Los pilares cuatro y cinco los ocupa su amigo Pepe. Con él comparte historias, cigarrillos y la cocina; un fogón de cuatro ladrillos que sostienen una rejilla torcida. A un lado, trastes de aluminio curtidos y golpeados. Allí cocinan las verduras y trozos de carne que consiguen en los basureros de los restaurantes o los desperdicios que dejan los vendedores de legumbres en la avenida Teresa de La Parra.

En el andar por la ciudad sus palabras enlazan el día, hurgando papeleras, bolsas negras, extendiendo la mano a uno que otro transeúnte bajo un cálido día de cielo azul. El estómago de Pepe reclamaba las horas sin comida. Con desparpajo entró a una panadería en búsqueda de pan, pero de ella salió como perro espantado a palos.

―La comida te llega― le dijo Roberto ―se encuentra en cualquier lado, de algún modo tu boca la alcanza: la consigues en un basurero o extiendes la mano y alguien que se apiade te regalará un trozo de pizza, y hasta en una mata de mango consigues alivio . Soy pordiosero, mendigo, pero no de la sonrisa ni de la alegría. Te cuento que Matilde, mi mamá, durante mi embarazo, una de las cosas que más se le antojaba, era ir a comer mangos en un sembradío, al pié de la mata, en las afueras de Valencia. La fruta caía del cielo, amarillos, maduros, tibios por el sol. No hacía falta ningún esfuerzo para agarrarlos. Esa es la fruta que más me gusta, el mango de hilacha. Cuando estudié primaria; porque yo estudié hasta sexto, (porsiacaso no lo sabías) en esa época, en el instituto, cuando no tenía dinero para comer, aprovechaba el primer receso para recoger los mangos caídos en el patio, y algunos otros que guindaban en racimos, los apuntaba con una piedra o un mango verde y de un golpe los tumbaba. En el segundo receso, me sentaba a deleitarme de ese sabor dulce, amarillo, lleno de hilachas que me trenzaban los dientes, pintaban mis labios y enjuagaban las manos; igual que mi mamá. Creo que por eso hice resistencia estomacal a la fruta ya que jamás me dieron dolores de barriga y menos diarrea. De niño, en esa época nunca tuve hambre. Desde entonces respeto a los árboles de mango, me gustan, les doy las gracias por regalarme su fruta, ese hierro amarillo que luego se vuelve rojo en mis venas. Cuando veo un mango en el suelo siento que me llama a gritos, me pide que lo muerda, que lo saboree. Lo recojo, porque está allí para brindarme su textura suave, viscosa, jugosa, ese olor y sabor a trementina que tiene al halar con mis dientes la piel resistente, verde amarilla. Un mango, es un regalo que nos brinda la naturaleza, ¿no te has dado cuenta que la mata nunca se seca, siempre está frondosa? como si nunca se muriera.

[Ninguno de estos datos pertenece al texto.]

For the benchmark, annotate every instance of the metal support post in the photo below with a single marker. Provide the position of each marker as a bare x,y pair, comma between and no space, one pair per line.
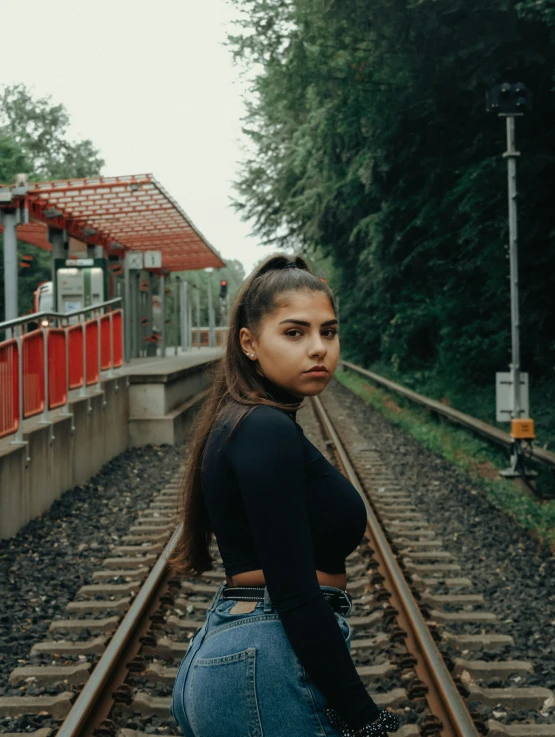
511,155
99,366
198,310
176,296
66,405
190,324
211,330
83,389
163,315
151,347
184,304
127,311
56,238
11,309
135,335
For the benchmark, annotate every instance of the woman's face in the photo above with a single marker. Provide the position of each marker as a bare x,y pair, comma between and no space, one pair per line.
300,333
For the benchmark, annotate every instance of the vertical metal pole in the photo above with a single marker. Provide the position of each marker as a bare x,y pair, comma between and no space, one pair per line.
127,311
211,341
190,323
18,334
83,390
198,310
11,309
176,292
44,416
99,341
511,156
184,316
163,312
137,314
56,238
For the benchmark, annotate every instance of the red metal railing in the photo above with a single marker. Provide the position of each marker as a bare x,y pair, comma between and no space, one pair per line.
105,342
37,369
57,369
33,373
117,338
9,387
75,350
91,358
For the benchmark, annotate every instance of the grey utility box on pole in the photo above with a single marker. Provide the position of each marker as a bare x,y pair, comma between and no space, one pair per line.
510,101
198,310
211,321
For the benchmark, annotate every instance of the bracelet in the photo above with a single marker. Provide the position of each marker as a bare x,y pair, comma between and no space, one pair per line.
386,722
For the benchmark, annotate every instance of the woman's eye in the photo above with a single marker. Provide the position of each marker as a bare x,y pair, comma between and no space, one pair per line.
331,332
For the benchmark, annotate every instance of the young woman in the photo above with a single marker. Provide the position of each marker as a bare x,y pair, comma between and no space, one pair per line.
273,656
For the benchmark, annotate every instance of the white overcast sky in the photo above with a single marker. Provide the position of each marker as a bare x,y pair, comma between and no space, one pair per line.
152,85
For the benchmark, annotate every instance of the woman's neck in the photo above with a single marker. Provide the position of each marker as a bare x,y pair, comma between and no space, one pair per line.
279,394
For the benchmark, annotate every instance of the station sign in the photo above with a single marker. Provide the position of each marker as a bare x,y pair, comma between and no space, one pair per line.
153,259
134,259
504,396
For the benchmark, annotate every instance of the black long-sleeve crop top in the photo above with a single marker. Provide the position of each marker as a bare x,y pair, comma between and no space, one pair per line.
275,503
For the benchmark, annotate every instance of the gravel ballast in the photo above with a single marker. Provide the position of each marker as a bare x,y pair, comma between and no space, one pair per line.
45,564
515,575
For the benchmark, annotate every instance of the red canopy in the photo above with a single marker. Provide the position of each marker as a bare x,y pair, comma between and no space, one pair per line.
132,213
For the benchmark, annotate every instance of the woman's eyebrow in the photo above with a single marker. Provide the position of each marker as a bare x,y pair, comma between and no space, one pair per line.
307,324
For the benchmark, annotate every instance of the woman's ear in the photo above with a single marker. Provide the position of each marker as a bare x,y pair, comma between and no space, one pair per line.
246,340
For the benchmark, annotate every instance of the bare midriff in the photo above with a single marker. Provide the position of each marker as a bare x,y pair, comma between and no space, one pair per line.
256,578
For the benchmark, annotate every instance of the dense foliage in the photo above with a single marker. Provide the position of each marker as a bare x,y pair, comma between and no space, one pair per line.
371,146
34,141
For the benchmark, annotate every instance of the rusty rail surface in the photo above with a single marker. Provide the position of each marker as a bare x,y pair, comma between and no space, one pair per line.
443,698
95,700
471,423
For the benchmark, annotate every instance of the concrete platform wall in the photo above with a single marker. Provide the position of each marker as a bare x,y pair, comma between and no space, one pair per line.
162,406
65,460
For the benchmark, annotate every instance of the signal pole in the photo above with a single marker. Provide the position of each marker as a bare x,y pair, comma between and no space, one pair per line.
509,102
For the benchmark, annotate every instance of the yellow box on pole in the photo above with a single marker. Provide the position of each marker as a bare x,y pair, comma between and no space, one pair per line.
523,429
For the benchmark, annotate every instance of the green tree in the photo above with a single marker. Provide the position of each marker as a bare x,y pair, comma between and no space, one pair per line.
40,128
33,140
371,143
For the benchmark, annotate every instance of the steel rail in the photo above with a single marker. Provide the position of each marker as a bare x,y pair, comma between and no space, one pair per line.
443,697
81,714
37,316
481,428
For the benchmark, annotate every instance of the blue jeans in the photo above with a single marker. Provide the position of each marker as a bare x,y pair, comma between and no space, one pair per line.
241,678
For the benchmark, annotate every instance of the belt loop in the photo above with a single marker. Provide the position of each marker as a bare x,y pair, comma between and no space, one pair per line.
216,599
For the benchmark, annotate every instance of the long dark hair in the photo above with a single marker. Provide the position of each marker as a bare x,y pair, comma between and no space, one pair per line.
235,389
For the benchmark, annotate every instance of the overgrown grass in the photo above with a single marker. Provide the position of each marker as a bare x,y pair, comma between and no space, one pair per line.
480,460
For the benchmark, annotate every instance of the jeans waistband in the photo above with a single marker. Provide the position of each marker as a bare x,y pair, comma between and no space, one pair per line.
339,600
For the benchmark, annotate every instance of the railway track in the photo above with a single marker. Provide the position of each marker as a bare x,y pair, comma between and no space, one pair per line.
421,639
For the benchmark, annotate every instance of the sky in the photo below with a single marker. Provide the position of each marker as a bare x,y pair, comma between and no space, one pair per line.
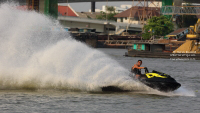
85,6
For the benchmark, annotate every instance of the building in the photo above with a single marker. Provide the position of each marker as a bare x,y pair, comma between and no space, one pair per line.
66,11
117,9
136,14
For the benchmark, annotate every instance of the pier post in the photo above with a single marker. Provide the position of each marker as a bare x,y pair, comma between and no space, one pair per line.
93,6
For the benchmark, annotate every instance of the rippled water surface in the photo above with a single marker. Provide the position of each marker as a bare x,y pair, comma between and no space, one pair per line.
42,69
185,100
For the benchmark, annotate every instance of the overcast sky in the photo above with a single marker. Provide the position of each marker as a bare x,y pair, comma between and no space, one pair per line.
85,6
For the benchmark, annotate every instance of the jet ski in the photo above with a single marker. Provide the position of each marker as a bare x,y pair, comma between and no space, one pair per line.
158,80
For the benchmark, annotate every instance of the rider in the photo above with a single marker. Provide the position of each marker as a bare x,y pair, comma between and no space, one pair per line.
137,69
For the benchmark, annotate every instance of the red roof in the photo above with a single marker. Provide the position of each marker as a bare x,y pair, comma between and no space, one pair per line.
66,11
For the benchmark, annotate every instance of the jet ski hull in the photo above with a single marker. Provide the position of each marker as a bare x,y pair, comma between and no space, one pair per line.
161,82
164,86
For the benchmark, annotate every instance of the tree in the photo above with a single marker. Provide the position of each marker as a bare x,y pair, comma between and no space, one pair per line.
187,20
159,26
110,15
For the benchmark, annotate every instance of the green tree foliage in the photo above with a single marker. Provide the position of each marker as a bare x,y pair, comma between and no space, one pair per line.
187,20
110,15
159,26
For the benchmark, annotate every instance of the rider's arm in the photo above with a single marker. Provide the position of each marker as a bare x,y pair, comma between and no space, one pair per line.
135,66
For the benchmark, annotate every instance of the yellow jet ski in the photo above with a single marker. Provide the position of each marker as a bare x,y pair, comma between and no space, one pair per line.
160,81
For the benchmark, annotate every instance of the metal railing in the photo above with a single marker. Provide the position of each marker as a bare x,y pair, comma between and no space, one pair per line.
180,10
127,42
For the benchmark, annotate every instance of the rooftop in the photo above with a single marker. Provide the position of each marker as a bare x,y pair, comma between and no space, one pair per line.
137,10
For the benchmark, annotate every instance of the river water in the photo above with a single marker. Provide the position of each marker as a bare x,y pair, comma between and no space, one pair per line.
42,69
185,100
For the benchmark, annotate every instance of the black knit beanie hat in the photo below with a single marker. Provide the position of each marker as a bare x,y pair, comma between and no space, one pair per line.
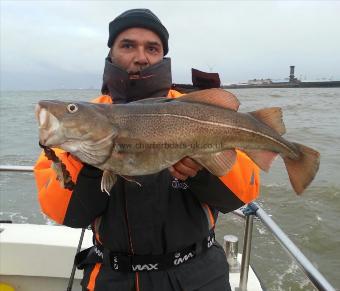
138,18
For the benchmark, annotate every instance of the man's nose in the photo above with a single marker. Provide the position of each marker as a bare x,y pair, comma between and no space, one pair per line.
140,57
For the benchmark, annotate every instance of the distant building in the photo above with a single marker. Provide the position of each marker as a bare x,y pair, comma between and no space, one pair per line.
260,81
292,78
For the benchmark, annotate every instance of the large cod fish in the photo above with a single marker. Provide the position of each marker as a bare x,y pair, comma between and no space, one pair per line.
147,136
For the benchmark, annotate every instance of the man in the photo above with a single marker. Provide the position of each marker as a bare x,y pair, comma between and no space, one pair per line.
159,236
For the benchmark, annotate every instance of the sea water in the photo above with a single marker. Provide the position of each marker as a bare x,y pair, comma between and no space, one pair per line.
312,220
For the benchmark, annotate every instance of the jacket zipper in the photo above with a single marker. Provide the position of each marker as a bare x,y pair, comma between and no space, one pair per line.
130,242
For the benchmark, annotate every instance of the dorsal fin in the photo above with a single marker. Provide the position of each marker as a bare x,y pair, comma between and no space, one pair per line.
271,117
215,96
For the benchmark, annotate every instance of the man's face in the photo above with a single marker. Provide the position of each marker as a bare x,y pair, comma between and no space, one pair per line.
135,49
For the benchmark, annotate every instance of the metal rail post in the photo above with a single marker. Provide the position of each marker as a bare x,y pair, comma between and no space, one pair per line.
249,211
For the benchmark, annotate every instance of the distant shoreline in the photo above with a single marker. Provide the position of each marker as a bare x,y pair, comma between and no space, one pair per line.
322,84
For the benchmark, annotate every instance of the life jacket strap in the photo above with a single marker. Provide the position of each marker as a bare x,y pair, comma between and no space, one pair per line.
122,262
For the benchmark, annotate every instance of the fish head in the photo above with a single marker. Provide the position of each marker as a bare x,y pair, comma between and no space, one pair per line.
76,127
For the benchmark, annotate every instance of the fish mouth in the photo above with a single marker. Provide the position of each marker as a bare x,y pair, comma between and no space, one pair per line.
48,125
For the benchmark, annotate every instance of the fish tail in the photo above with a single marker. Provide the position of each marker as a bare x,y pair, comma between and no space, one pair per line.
302,171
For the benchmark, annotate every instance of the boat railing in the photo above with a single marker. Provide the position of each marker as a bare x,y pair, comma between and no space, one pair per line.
248,213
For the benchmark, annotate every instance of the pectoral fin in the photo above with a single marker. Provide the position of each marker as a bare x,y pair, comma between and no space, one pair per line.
108,180
263,159
218,164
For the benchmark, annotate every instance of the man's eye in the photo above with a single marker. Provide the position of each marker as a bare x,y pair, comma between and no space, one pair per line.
153,49
127,45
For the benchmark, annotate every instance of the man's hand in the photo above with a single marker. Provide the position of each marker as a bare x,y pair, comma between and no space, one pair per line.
185,168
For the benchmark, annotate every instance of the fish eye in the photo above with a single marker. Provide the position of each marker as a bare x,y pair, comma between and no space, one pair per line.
72,108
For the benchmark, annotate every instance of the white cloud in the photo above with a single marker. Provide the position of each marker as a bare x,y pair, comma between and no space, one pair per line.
239,39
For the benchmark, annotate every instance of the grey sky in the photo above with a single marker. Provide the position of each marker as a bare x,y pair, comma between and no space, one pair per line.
62,44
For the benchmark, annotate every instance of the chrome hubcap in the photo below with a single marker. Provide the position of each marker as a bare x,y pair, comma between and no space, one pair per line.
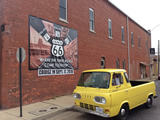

Llegaron a una calle en la que habían árboles de mangos en los jardines de las casas y edificios, sus ramas frondosas ofrecían racimos cargados de la fruta.

―Roberto, vamos a tumbar unos mangos.

―Me trepo en la mata que está cerca del muro y agarro los maduros, cuando esté arriba muevo las ramas y los que caigan los recoges― dijo Roberto

Tomó una bolsa plástica, se descalzó los desechos zapatos, como un gato sus pies roñosos escalaron el muro y de un salto se apuntaló en el tronco. Las manos se hacían de las ramas, lento se acercaba a los racimos de mangos, uno a uno los desprendía, los colocaba en la bolsa. Las hojas lanceoladas que escondían de su vista los frutos, eran apartadas por los dedos acerados con largas uñas.

Un racimo de ocho mangos maduros, brillan con la luz naranja de la tarde, la brisa los balancea. Para alcanzarlos posó el pié en una rama. Su mano derecha agarró un vástago superior, tomó impulso y el pié perdió el soporte, quedó al aire. Con la mirada fija en el racimo, sintió el vacío; los mangos se alejaron, se escondían entre las hojas que cada vez se hacían más pequeñas, y la copa verde lentamente se distanciaba. Sintió un golpe en su espalda, los brazos cayeron sobre la tierra húmeda, su mano sostenía firme la bolsa. Los mangos, lejanos, se desvanecían en una oscuridad absoluta.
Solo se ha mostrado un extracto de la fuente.